CMM : Pour l'heure, il y a peu de retours d'expériences HANA en France. Disons que sa mise en oeuvre n'apparaît pas d'une grande complexité, avec toutefois un bémol concernant son architecture. HANA est en effet une appliance fonctionnant sur des matériels dédiés, ce qui occasionne un coût certain. La complexité n'est pas incommensurable sur l partie décisionnelle et il est encore trop tôt pour se prononcer sur la partie ERP. Disons que de manière générale HANA est une application particulière qui a été mise un peu séparément du reste, mais n'est pas très complexe technologiquement. Son coût a tout de même constitué au départ l'un des freins à son développement avec son positionnement assez élevé compte tenu de la valeur du produit. Je pense que cela l'est moins aujourd'hui et que le frein principal, en tous les cas en France, tient plutôt à notre culture consistant à attendre de voir si cela fonctionne chez les autres avant d'y aller.
IE : Ce serait donc notre mode de pensée qui explique pourquoi la France arrive bonne dernière sur la cartographie actuelle des pays qui utilisent HANA ?
CMM : Il y a une double problématique en France. D'une part et au démarrage, un aspect à la fois culturel et commercial dans la mesure où, comme je vous le disais, HANA se trouvait sur un positionnement de coût non négociable. Or, les français n'aiment pas pouvoir ne pas négocier en termes d'acheteurs. D'autre part, et c'est là pour moi le frein principal, les réticences qui émaillent notre capacité hexagonale à innover et à prendre un risque. Si le métier n'a pas la compréhension de ce que HANA va lui apporter et n'est pas prêt à prendre ne serait- ce qu'un petit risque, alors il y a forcément un blocage. Et tel est le cas dans notre pays où, si HANA intéresse indéniablement, nous en sommes encore à nous demander en premier lieu comment calculer notre retour sur investissement alors qu'il s'agit avant tout de mettre en place une application permettant de développer un nouveau business ou une valeur ajoutée dont on a pas encore le retour ! Sur ce point, nous manquons cruellement de pragmatisme par rapport aux anglo-saxons qui se posent moins de questions et privilégient l'action et le risque.
IE : Au niveau de la sécurisation des données, HANA comporte-t- elle des failles ?

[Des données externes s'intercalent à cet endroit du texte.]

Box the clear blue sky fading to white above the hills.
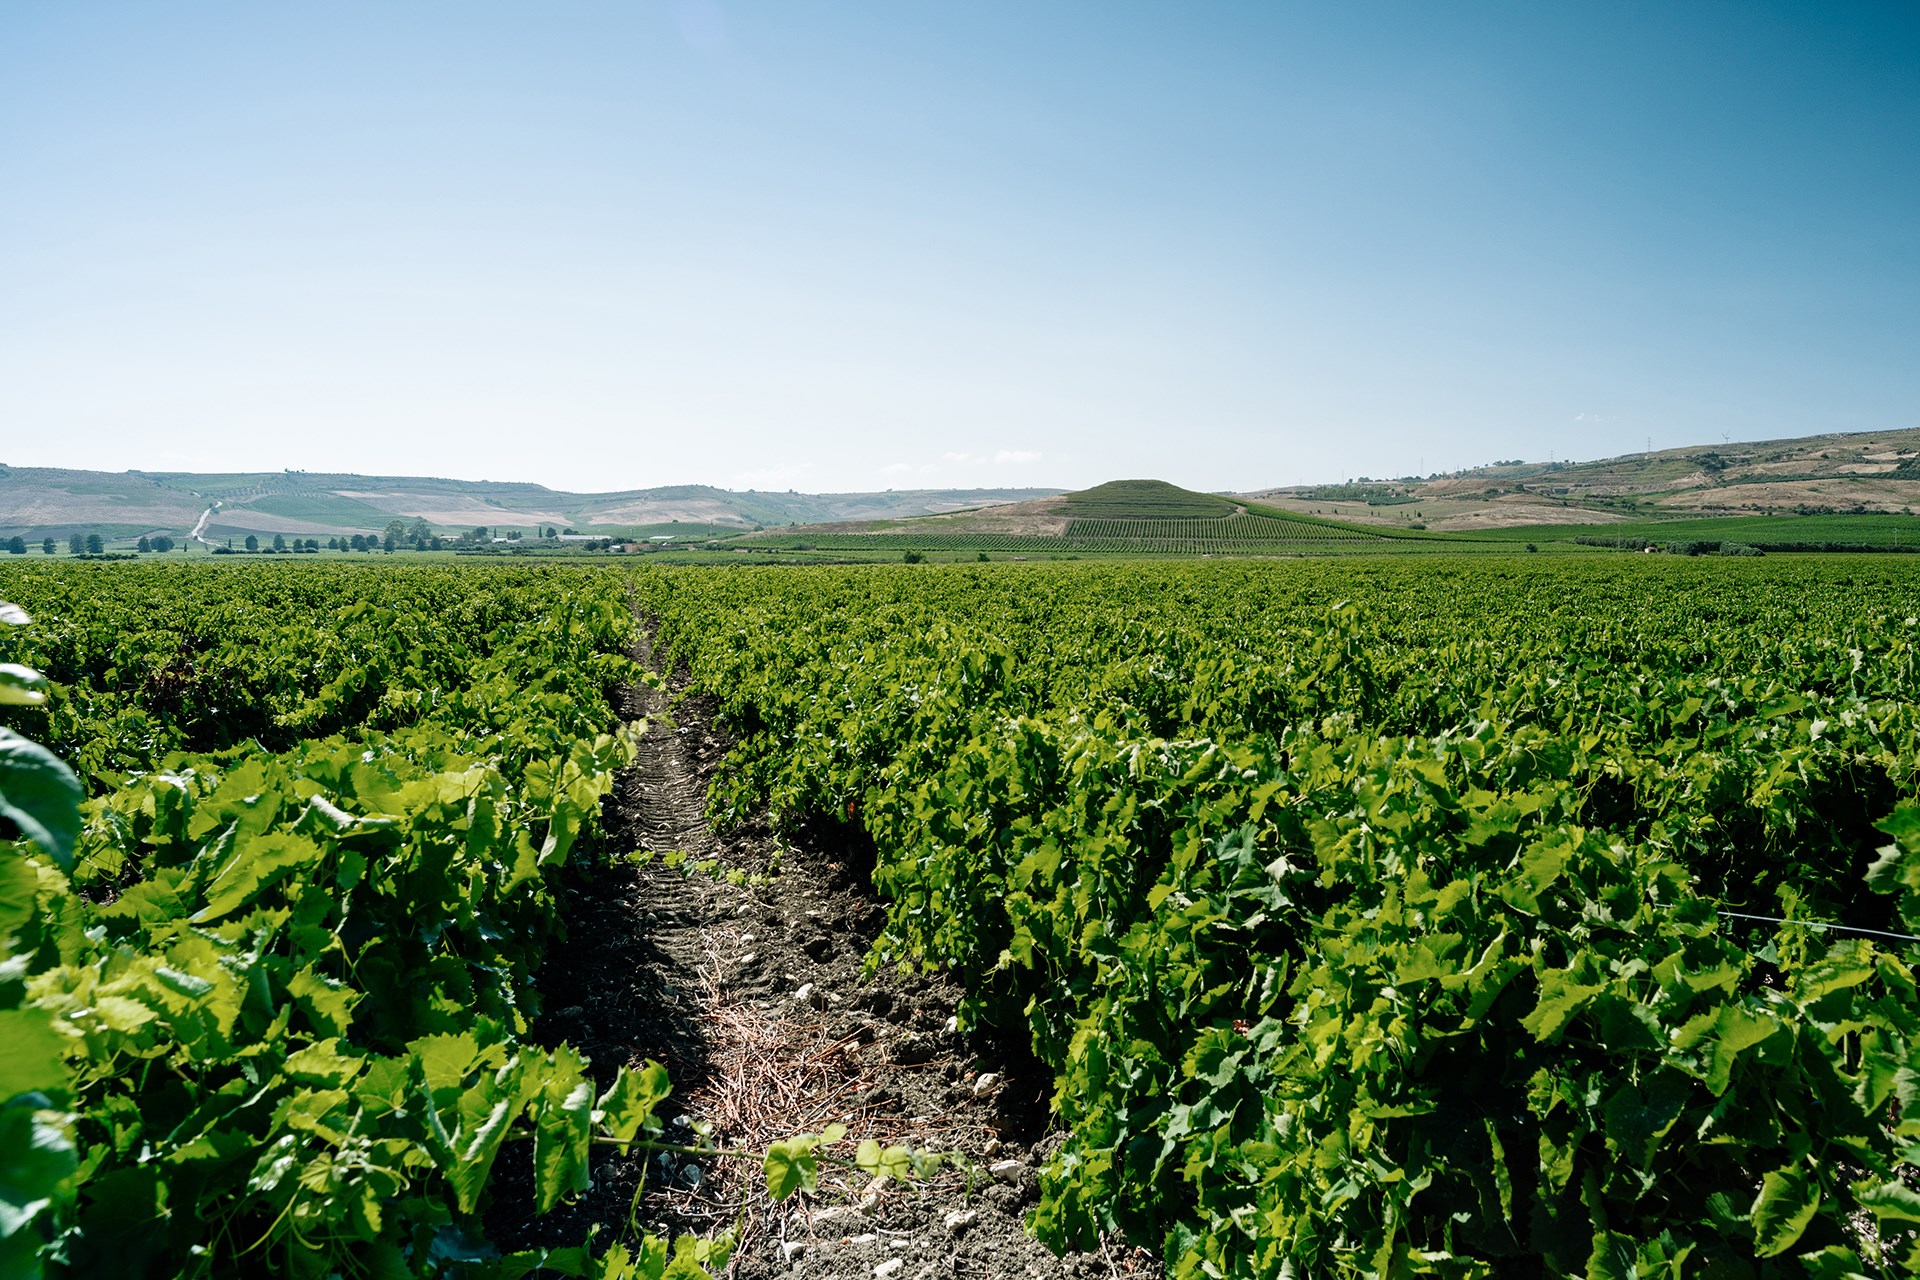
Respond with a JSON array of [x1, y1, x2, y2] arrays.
[[0, 0, 1920, 491]]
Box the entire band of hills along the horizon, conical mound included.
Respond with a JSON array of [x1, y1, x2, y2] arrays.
[[15, 430, 1920, 555]]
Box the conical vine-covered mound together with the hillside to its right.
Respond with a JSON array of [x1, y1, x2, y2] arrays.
[[720, 460, 1920, 557]]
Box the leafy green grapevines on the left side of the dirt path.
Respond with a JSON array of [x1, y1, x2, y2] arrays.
[[0, 566, 706, 1278]]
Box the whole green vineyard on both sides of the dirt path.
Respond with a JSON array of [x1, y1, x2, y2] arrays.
[[11, 555, 1920, 1280]]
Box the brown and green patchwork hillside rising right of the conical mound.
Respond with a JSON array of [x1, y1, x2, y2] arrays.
[[1244, 428, 1920, 532]]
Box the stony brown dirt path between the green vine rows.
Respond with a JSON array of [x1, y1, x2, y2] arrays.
[[490, 621, 1160, 1280]]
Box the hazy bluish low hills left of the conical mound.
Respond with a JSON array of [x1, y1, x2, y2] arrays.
[[0, 466, 1058, 537]]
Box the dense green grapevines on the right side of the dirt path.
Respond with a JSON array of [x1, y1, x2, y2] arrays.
[[639, 558, 1920, 1280]]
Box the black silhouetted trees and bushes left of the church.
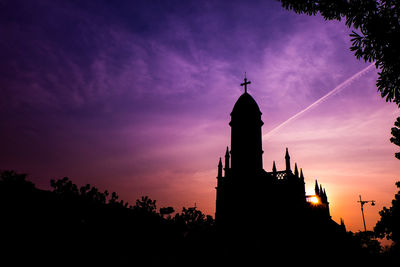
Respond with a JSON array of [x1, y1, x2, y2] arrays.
[[0, 171, 216, 266]]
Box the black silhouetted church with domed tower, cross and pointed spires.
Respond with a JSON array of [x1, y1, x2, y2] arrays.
[[215, 75, 346, 264]]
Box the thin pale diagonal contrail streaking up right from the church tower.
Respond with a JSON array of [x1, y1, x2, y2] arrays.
[[263, 63, 375, 140]]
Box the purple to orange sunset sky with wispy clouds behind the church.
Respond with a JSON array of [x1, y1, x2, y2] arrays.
[[0, 0, 400, 234]]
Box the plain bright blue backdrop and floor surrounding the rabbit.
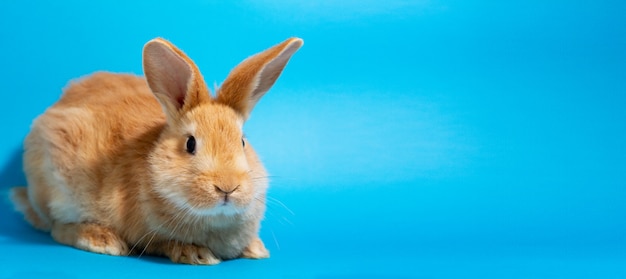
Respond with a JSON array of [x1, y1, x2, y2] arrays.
[[0, 0, 626, 278]]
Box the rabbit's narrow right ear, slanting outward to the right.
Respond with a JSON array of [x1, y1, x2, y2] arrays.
[[217, 38, 303, 119]]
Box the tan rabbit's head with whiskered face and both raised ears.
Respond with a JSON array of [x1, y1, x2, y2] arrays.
[[143, 38, 303, 216]]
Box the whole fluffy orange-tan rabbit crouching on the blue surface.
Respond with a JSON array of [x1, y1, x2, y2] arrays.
[[11, 38, 303, 265]]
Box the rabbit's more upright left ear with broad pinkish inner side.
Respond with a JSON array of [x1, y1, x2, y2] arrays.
[[143, 38, 210, 119]]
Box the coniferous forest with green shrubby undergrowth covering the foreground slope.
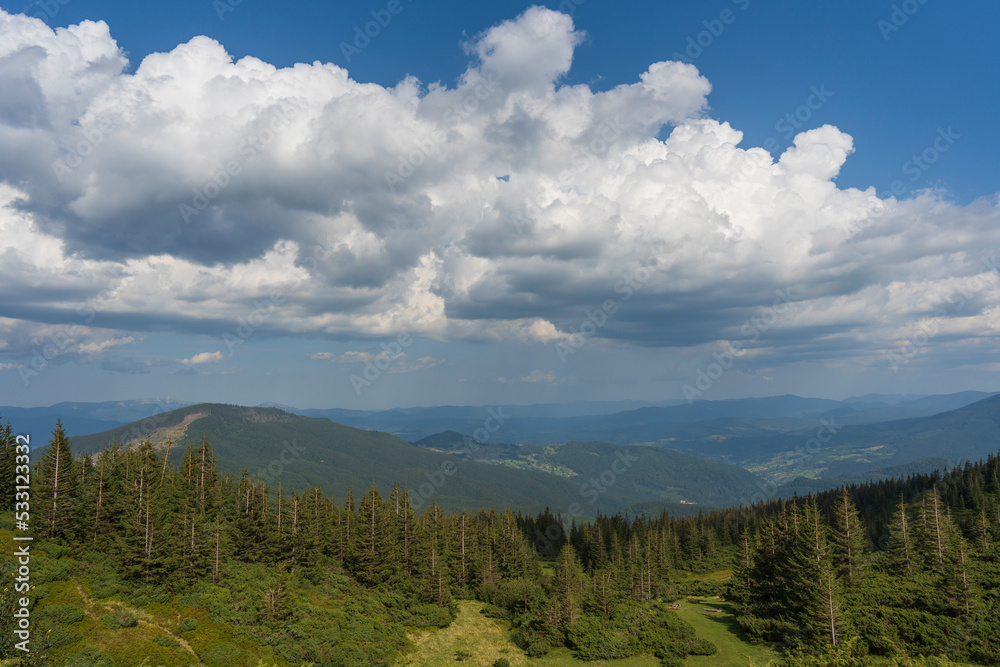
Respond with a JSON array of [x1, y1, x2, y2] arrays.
[[0, 425, 1000, 665]]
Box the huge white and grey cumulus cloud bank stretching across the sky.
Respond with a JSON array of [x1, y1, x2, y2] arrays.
[[0, 7, 1000, 379]]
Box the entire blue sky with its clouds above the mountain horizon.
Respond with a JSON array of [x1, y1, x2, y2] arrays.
[[0, 0, 1000, 409]]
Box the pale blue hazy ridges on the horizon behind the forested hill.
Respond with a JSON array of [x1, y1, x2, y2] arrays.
[[0, 391, 992, 444]]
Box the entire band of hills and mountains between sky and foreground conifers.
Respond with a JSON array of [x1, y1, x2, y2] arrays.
[[9, 391, 1000, 511]]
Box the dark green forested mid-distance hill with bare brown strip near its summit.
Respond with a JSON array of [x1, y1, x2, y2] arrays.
[[64, 404, 760, 517]]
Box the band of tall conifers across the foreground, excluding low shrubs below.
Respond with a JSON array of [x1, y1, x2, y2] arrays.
[[0, 424, 1000, 664]]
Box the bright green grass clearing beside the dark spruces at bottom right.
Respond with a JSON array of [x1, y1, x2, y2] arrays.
[[676, 597, 778, 667]]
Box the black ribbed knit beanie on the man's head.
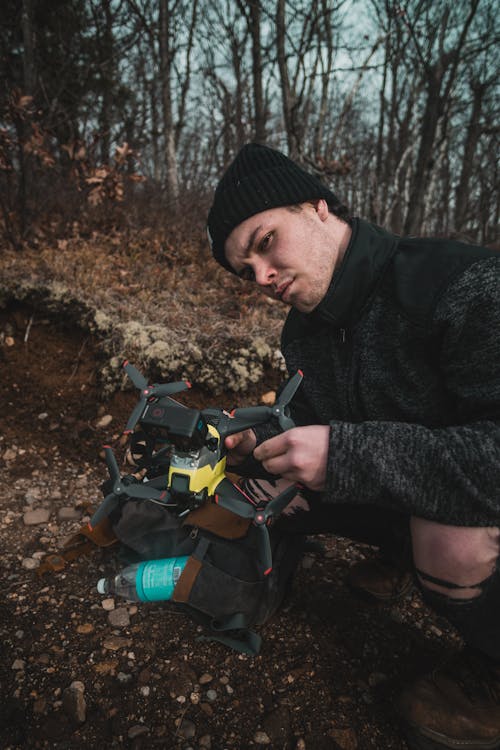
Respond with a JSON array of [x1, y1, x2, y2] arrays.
[[207, 143, 339, 273]]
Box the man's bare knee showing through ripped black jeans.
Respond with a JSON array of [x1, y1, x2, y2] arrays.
[[410, 517, 500, 599]]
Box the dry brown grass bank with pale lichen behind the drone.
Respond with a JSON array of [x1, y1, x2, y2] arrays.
[[0, 226, 286, 391]]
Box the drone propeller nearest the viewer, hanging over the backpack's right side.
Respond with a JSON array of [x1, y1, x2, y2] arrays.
[[215, 479, 300, 576]]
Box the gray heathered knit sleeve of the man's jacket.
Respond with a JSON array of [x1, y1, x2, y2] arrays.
[[324, 256, 500, 526]]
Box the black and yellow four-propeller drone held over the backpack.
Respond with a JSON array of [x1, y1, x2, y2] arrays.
[[89, 360, 303, 575]]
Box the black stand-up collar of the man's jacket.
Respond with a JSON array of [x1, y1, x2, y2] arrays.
[[311, 219, 398, 328]]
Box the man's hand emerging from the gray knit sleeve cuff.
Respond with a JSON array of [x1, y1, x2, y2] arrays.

CMM : Ni plus ni moins qu'avant ! Il y a un problème général qui existe dans tous les systèmes informatiques et l'ERP. HANA ne change pas la donne particulièrement au motif qu'elle brasse plus vite les données. Les premiers soucis qui se sont posés mais qui ont été depuis réglés tenaient à l'exploitation de HANA en termes de sécurisation de sauvegarde et de reprise de données à chaud. Mais à dire vrai, ce n'est pas un sujet dont j'ai entendu parler. Le seul frein technique que j'ai pu observé, et encore uniquement en France, se rapporte à la manière dont serait exploitée HANA. Mais là, nous nous trouvons dans la position classique d'une résistance au changement parce qu'il s'agit d'un nouvel outil technique qu'il va falloir intégrer dans les chaînes d'exploitation. Clairement, les deux clés de compréhension du retard français sont la trop grande prise en compte de HANA dans un sujet IT alors qu'il doit l'être par le business et notre culture de résistance au changement.